Tomorrow I will be taking place in a photoshoot for Company C’s print and online advertising. This inspires the book review for this week as I revisit a favorite book of my childhood and teens to see how it holds up when read as an adult, “Over the Hill at Fourteen” by Anna Callan.
As a young adult while I was a voracious reader, yet most books I would only read one time. This is one of a few books from that time I’ve read multiple times, though it is has been many years since I picked it up again. As the book was written in 1982, I was especially curious to see if parts of it that would be feel dated by necessity would take away from the novel.
The novel is narrated by the titular model, Sylvia who is written convincingly as a teen. Despite working with adults she is quite naive, which allows her to try to fool her parents that her platonic friend Brad is taking her on a movie date, they sneak into an adult’s party where she is pressured to act more mature, be in love with her 28 year old photographer and be shocked when a print shoot she is in, quite tame by today’s standards is interpreted by many including her leering classmates to have a much more risqué meaning.
One of the great things about this book is that although Sylvia finds herself in the aforementioned adult situations, she’s never in real danger nor do some situations that might happen in a book written in modern times happen. A few older characters are flirty, at times inappropriate with her, but no one tries to hurt her, nor is there a suspicion her drink was tampered with. The photographer knows of her crush, many people do, but he treats her in a brotherly way.

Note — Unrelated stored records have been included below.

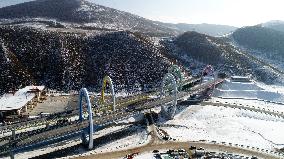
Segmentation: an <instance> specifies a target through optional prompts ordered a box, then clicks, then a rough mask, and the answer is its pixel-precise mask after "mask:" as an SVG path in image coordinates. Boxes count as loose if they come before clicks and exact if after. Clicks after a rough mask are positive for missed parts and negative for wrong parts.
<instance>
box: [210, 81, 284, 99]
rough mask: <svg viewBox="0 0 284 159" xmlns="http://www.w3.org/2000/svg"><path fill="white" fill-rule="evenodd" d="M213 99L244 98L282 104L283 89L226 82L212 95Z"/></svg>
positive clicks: (278, 86)
mask: <svg viewBox="0 0 284 159" xmlns="http://www.w3.org/2000/svg"><path fill="white" fill-rule="evenodd" d="M213 96H214V97H223V98H246V99H260V100H266V101H274V102H282V103H284V88H283V87H281V86H268V85H264V84H261V83H257V82H248V83H241V82H231V81H229V80H226V81H225V82H224V83H223V84H222V85H221V86H220V87H218V88H216V90H214V93H213Z"/></svg>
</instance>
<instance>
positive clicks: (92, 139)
mask: <svg viewBox="0 0 284 159" xmlns="http://www.w3.org/2000/svg"><path fill="white" fill-rule="evenodd" d="M83 98H85V101H86V103H87V108H88V119H89V132H87V133H88V135H89V141H86V140H87V136H86V135H87V134H86V133H85V132H83V133H82V140H83V144H88V148H89V149H93V147H94V143H93V142H94V141H93V131H94V123H93V111H92V105H91V101H90V98H89V93H88V91H87V89H86V88H82V89H81V90H80V99H79V101H80V103H79V107H80V112H79V113H80V114H79V120H80V122H83V120H84V117H83V102H82V100H83ZM87 142H88V143H87Z"/></svg>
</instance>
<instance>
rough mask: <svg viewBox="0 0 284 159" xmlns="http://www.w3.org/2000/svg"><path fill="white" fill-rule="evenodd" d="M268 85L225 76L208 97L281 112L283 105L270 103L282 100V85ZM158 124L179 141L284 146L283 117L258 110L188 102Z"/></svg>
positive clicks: (228, 101)
mask: <svg viewBox="0 0 284 159" xmlns="http://www.w3.org/2000/svg"><path fill="white" fill-rule="evenodd" d="M268 88H270V86H266V85H263V84H259V83H257V82H249V83H240V82H230V81H229V80H226V81H225V82H224V83H223V84H222V85H221V86H219V87H218V88H217V89H216V90H215V91H214V93H213V94H214V97H213V98H212V99H211V101H213V102H214V101H215V102H216V101H219V102H221V103H223V102H228V103H232V104H243V105H245V106H246V105H251V106H255V107H256V108H257V107H260V108H265V109H270V110H275V111H279V112H283V111H284V105H282V104H279V103H271V102H283V103H284V100H283V99H284V98H283V97H284V93H283V92H282V89H275V88H278V87H275V88H270V89H268ZM283 90H284V89H283ZM239 98H244V99H239ZM268 101H271V102H268ZM161 126H162V127H161V128H162V129H164V130H166V131H167V132H168V133H169V135H170V136H171V137H172V138H174V139H177V140H179V141H196V140H208V141H217V142H219V143H220V142H226V143H233V144H239V145H247V146H253V147H259V148H263V149H269V150H273V149H274V148H282V147H284V136H283V135H282V133H283V132H284V119H282V118H279V117H275V116H271V115H267V114H263V113H260V112H252V111H247V110H240V109H234V108H225V107H216V106H210V105H209V106H203V107H202V106H190V107H188V108H186V109H185V110H183V111H181V112H179V113H178V114H177V115H176V116H175V118H174V119H173V120H170V121H167V122H166V123H162V124H161Z"/></svg>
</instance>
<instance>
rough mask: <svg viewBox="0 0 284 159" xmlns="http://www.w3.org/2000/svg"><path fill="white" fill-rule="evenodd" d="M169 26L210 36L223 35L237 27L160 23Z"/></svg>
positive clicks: (181, 29)
mask: <svg viewBox="0 0 284 159" xmlns="http://www.w3.org/2000/svg"><path fill="white" fill-rule="evenodd" d="M162 25H165V26H167V27H169V28H172V29H175V30H178V31H179V32H180V33H184V32H187V31H196V32H198V33H201V34H206V35H210V36H223V35H226V34H229V33H232V32H234V31H235V30H236V29H237V27H234V26H228V25H216V24H206V23H203V24H186V23H179V24H171V23H162Z"/></svg>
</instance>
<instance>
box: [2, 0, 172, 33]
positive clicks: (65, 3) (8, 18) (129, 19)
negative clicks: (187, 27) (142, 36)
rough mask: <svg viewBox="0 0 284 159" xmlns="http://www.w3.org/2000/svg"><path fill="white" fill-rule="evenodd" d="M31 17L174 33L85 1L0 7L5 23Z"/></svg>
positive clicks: (170, 29)
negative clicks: (10, 21)
mask: <svg viewBox="0 0 284 159" xmlns="http://www.w3.org/2000/svg"><path fill="white" fill-rule="evenodd" d="M34 18H45V19H52V20H53V19H55V20H56V21H59V22H67V23H73V24H74V23H75V24H78V25H80V26H84V27H91V28H107V29H114V30H130V31H138V32H143V33H148V34H162V35H164V34H166V35H173V34H176V33H177V32H176V31H175V30H173V29H170V28H168V27H165V26H162V25H159V24H157V23H155V22H153V21H151V20H148V19H145V18H142V17H139V16H136V15H133V14H130V13H127V12H123V11H119V10H116V9H112V8H108V7H104V6H100V5H96V4H94V3H90V2H88V1H86V0H35V1H31V2H26V3H22V4H17V5H13V6H8V7H4V8H0V19H6V22H7V21H8V22H10V21H9V20H11V19H12V20H15V19H17V20H18V21H19V20H22V21H23V20H25V19H28V21H30V20H31V19H34ZM7 19H9V20H7ZM2 21H3V20H2ZM4 22H5V21H4Z"/></svg>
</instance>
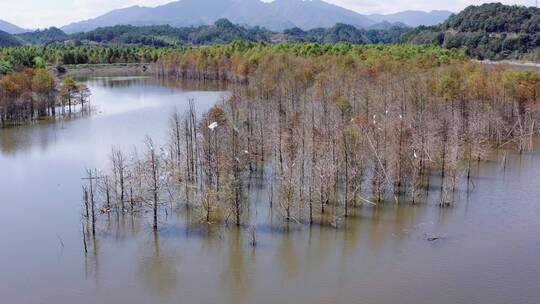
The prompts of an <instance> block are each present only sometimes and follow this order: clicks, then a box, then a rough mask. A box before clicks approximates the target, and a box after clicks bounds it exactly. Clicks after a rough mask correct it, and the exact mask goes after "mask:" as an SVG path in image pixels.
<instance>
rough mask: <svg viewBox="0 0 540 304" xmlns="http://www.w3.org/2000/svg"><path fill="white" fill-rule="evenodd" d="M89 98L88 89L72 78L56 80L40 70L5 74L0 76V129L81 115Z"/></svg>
mask: <svg viewBox="0 0 540 304" xmlns="http://www.w3.org/2000/svg"><path fill="white" fill-rule="evenodd" d="M89 96H90V90H89V89H88V88H87V87H86V86H85V85H84V84H80V83H78V82H77V81H76V80H75V79H74V78H73V77H65V78H63V79H62V81H59V80H57V79H56V78H55V77H54V76H53V75H52V74H51V73H50V72H49V71H48V70H46V69H44V68H39V69H32V68H22V69H21V70H20V71H11V72H8V73H7V74H6V75H3V76H1V75H0V127H1V128H5V127H9V126H13V125H19V124H24V123H29V122H32V121H35V120H38V119H42V118H55V117H58V116H64V115H71V114H72V113H75V112H76V113H83V112H85V111H86V110H87V109H88V101H89V99H88V97H89ZM85 104H86V106H85ZM79 107H80V110H78V109H79Z"/></svg>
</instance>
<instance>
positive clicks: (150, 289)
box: [138, 229, 177, 301]
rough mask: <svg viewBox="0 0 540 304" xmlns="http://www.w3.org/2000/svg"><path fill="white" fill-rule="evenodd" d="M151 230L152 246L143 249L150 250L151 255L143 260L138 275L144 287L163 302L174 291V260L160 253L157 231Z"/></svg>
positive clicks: (159, 241) (160, 245)
mask: <svg viewBox="0 0 540 304" xmlns="http://www.w3.org/2000/svg"><path fill="white" fill-rule="evenodd" d="M152 230H153V231H152V242H151V243H152V244H151V245H148V246H144V248H143V250H144V251H148V250H150V251H151V252H152V253H151V254H150V255H148V256H146V257H145V258H143V260H142V261H141V263H140V265H139V269H138V274H139V275H140V277H141V278H142V279H143V281H144V286H146V288H147V289H148V290H149V291H150V292H152V293H154V294H155V295H157V296H158V297H159V299H160V300H161V301H164V300H166V299H167V298H169V297H170V296H171V295H172V294H173V293H174V291H175V289H176V285H177V282H176V278H177V270H176V266H175V265H176V258H175V256H174V255H168V254H167V253H164V252H162V248H161V243H160V239H159V233H158V230H157V229H152Z"/></svg>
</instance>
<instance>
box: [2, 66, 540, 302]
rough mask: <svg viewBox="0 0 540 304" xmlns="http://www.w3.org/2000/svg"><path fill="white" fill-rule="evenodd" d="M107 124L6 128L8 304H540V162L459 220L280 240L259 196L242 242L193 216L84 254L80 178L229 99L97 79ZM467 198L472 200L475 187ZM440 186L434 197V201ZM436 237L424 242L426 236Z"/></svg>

Her classmates and their parents react to the commercial with disdain, but you get the feeling things will to normal in the somewhat near future, she won’t need to transfer schools or hav she family move to have a normal high school eoxieirnce again.

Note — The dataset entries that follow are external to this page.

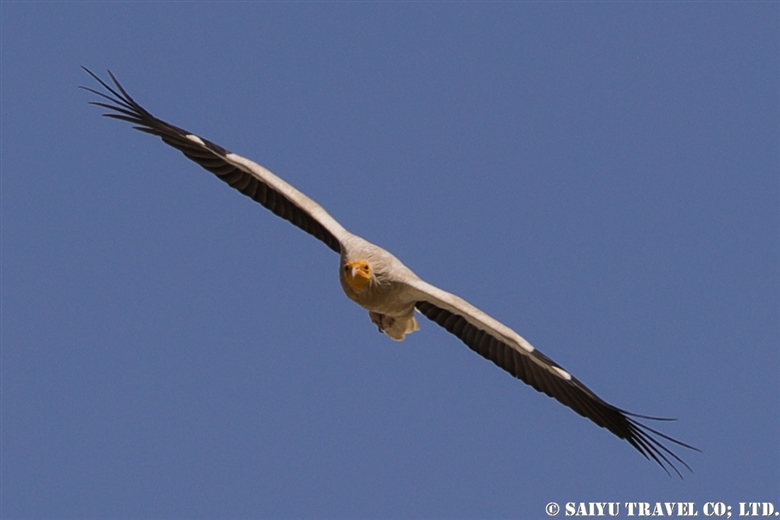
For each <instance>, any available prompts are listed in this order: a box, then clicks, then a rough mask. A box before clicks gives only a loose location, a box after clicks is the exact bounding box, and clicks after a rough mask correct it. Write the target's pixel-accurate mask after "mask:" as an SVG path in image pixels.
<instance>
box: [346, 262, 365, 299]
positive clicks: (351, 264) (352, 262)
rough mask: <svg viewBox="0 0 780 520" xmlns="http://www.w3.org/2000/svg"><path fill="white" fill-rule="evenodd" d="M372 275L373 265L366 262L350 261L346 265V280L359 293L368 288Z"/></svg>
mask: <svg viewBox="0 0 780 520" xmlns="http://www.w3.org/2000/svg"><path fill="white" fill-rule="evenodd" d="M371 274H372V271H371V264H369V263H368V262H367V261H366V260H349V261H347V262H346V263H345V264H344V280H346V282H347V283H348V284H349V286H350V287H352V288H353V289H354V290H355V291H357V292H362V291H364V290H365V289H366V287H368V284H369V282H370V281H371Z"/></svg>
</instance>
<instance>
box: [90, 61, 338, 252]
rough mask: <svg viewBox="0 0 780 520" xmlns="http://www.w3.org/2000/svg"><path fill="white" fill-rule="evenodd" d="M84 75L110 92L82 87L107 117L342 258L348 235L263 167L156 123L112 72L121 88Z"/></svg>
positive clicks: (321, 206) (275, 175)
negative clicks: (197, 164)
mask: <svg viewBox="0 0 780 520" xmlns="http://www.w3.org/2000/svg"><path fill="white" fill-rule="evenodd" d="M84 70H85V71H87V72H88V73H89V74H90V76H92V77H93V78H95V79H96V80H97V81H98V83H100V84H101V85H102V86H103V88H105V89H106V92H99V91H97V90H95V89H91V88H89V87H81V88H83V89H85V90H88V91H90V92H92V93H93V94H97V95H98V96H100V97H102V98H104V99H106V100H108V101H109V102H108V103H105V102H99V101H93V102H91V104H93V105H97V106H100V107H103V108H107V109H108V110H111V111H112V112H111V113H108V114H104V115H105V116H106V117H111V118H114V119H121V120H122V121H127V122H129V123H132V124H133V125H134V128H136V129H137V130H140V131H142V132H146V133H148V134H152V135H156V136H157V137H159V138H161V139H162V140H163V141H164V142H165V143H166V144H168V145H170V146H172V147H174V148H176V149H177V150H179V151H180V152H181V153H183V154H184V155H186V156H187V158H188V159H191V160H193V161H195V162H196V163H198V164H199V165H201V166H202V167H203V168H205V169H207V170H208V171H210V172H211V173H213V174H215V175H216V176H217V177H218V178H220V179H221V180H223V181H225V182H226V183H228V184H229V185H230V186H232V187H233V188H235V189H237V190H238V191H240V192H241V193H243V194H244V195H246V196H248V197H250V198H252V199H253V200H256V201H257V202H259V203H260V204H262V205H263V206H265V207H266V208H268V209H270V210H271V211H273V212H274V213H275V214H276V215H278V216H280V217H282V218H283V219H285V220H288V221H290V222H292V223H293V224H295V225H296V226H298V227H299V228H301V229H302V230H304V231H306V232H307V233H309V234H311V235H313V236H314V237H316V238H318V239H320V240H322V241H323V242H325V244H327V246H328V247H330V248H331V249H332V250H334V251H336V252H337V253H340V252H341V245H342V241H343V238H344V237H345V236H347V235H349V233H348V232H347V231H346V230H345V229H344V228H343V227H342V226H341V224H339V223H338V222H337V221H336V219H334V218H333V217H331V216H330V215H329V214H328V212H327V211H325V210H324V209H323V208H322V206H320V205H319V204H317V203H316V202H314V201H313V200H312V199H310V198H309V197H307V196H306V195H304V194H303V193H301V192H300V191H298V190H297V189H295V188H294V187H292V186H291V185H290V184H288V183H286V182H284V181H283V180H282V179H280V178H279V177H277V176H276V175H274V174H273V173H271V172H270V171H268V170H267V169H265V168H264V167H262V166H260V165H259V164H257V163H255V162H252V161H250V160H249V159H246V158H244V157H241V156H240V155H236V154H234V153H231V152H229V151H227V150H225V149H224V148H222V147H221V146H219V145H217V144H214V143H212V142H211V141H207V140H206V139H203V138H201V137H198V136H197V135H195V134H192V133H190V132H188V131H186V130H183V129H181V128H179V127H177V126H174V125H171V124H169V123H166V122H165V121H163V120H161V119H157V118H156V117H154V116H153V115H152V114H150V113H149V112H148V111H147V110H146V109H145V108H143V107H142V106H141V105H139V104H138V103H136V102H135V100H134V99H133V98H132V97H130V95H129V94H128V93H127V92H126V91H125V89H124V88H122V85H120V84H119V82H118V81H117V79H116V78H115V77H114V75H113V74H111V72H110V71H109V73H108V74H109V76H111V80H112V81H113V82H114V86H115V87H116V88H114V87H111V86H109V85H108V84H107V83H106V82H105V81H103V80H102V79H100V78H99V77H98V76H97V75H95V74H94V73H93V72H92V71H90V70H89V69H87V68H86V67H84Z"/></svg>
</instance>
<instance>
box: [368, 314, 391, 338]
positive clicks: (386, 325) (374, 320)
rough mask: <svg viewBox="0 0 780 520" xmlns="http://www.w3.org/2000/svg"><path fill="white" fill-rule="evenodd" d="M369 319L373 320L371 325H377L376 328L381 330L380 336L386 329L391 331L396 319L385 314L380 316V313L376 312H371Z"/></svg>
mask: <svg viewBox="0 0 780 520" xmlns="http://www.w3.org/2000/svg"><path fill="white" fill-rule="evenodd" d="M368 317H369V318H371V323H373V324H374V325H376V328H377V329H378V330H379V332H380V334H384V332H385V329H389V328H390V327H392V326H393V324H394V323H395V318H391V317H390V316H385V315H384V314H379V313H378V312H374V311H369V312H368Z"/></svg>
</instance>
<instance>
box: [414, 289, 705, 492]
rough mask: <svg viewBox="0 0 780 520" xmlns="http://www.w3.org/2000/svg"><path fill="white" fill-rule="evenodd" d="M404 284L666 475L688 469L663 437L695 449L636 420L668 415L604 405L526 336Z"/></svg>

Sylvia feels like a real person in part as she has real problems and reacts the way many teens would. Both her crush and her friend find love with others and she deals with her shock and disappointment. She talks with a model who is sixteen about how many girls at their ages are too old for the business, which was true then and now, and what other career options they may have. Her dad loses his job and she gets a job at the mall as a perfume spritzer as the costume they make her wear qualifies it as a modeling job, and when she predictably gets fired does so for acting as many teens would in such an unusual job.
The fact that the novel is set in the 80’s mean certain modern things cannot appear and change the scope of the story. A cell phone would have come in handy in a few scenes such as when Sylvia is briefly unable to find her father. When her agent and a client insist at different parts of the story that her hair be made to resemble Veronica Lake’s she wondered aloud who that was, something she could have cleared up with a simple Google search. When Sylvia’s commercial came out, the teasing could have become global and longer lasting had Facebook, Twitter or similar sites been around.
The ending of a book can make or break it for me. The ending was great, wrapping up lose ends and giving Sylvia a happy conclusion, yet leaving room for a sequel which unfortunately did not get written.
I’m glad I revisited this book which was just as sweet and funny as I remembered. This book is out of print, yet worth buying a used copy of and can be found on Amazon though with a different, plain cover. If our baby is a girl, I’d be proud to give it to her in future years to read.